It is respectfully recommended that Defendants' motion for summary judgment (ECF No. 41) be denied as genuine issues of material fact exist which preclude the granting of summary judgment.

II. REPORT

A. Procedural History

Plaintiff, Stephen Blackstone, is a state prisoner in the custody of the Pennsylvania Department of Corrections ("DOC") and is incarcerated at the State Correctional Institution at Greene ("SCI-Greene").

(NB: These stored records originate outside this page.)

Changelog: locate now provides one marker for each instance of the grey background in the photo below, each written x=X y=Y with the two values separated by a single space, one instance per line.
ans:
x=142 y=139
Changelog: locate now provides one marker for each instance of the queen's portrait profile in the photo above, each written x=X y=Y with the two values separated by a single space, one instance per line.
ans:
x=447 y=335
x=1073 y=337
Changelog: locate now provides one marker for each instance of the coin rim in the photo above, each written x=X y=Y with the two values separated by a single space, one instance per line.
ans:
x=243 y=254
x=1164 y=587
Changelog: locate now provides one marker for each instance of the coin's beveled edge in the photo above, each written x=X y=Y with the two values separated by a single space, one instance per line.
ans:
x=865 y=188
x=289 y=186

He brings this suit raising constitutional claims relating to the dental care he received by Defendants in 2014. Defendant Celeste Kostelnik was previously employed by the DOC as a General Dentist from September 10, 2007 through March 3, 2017. Defendant Robert Krak is currently employed by the DOC as a Staff Dentist and has held that position since 1994. Blackstone contends that both Defendants were deliberately indifferent to his serious medical needs in violation of the Eighth Amendment and that Defendant Kostelnik retaliated again him in violation of the First Amendment.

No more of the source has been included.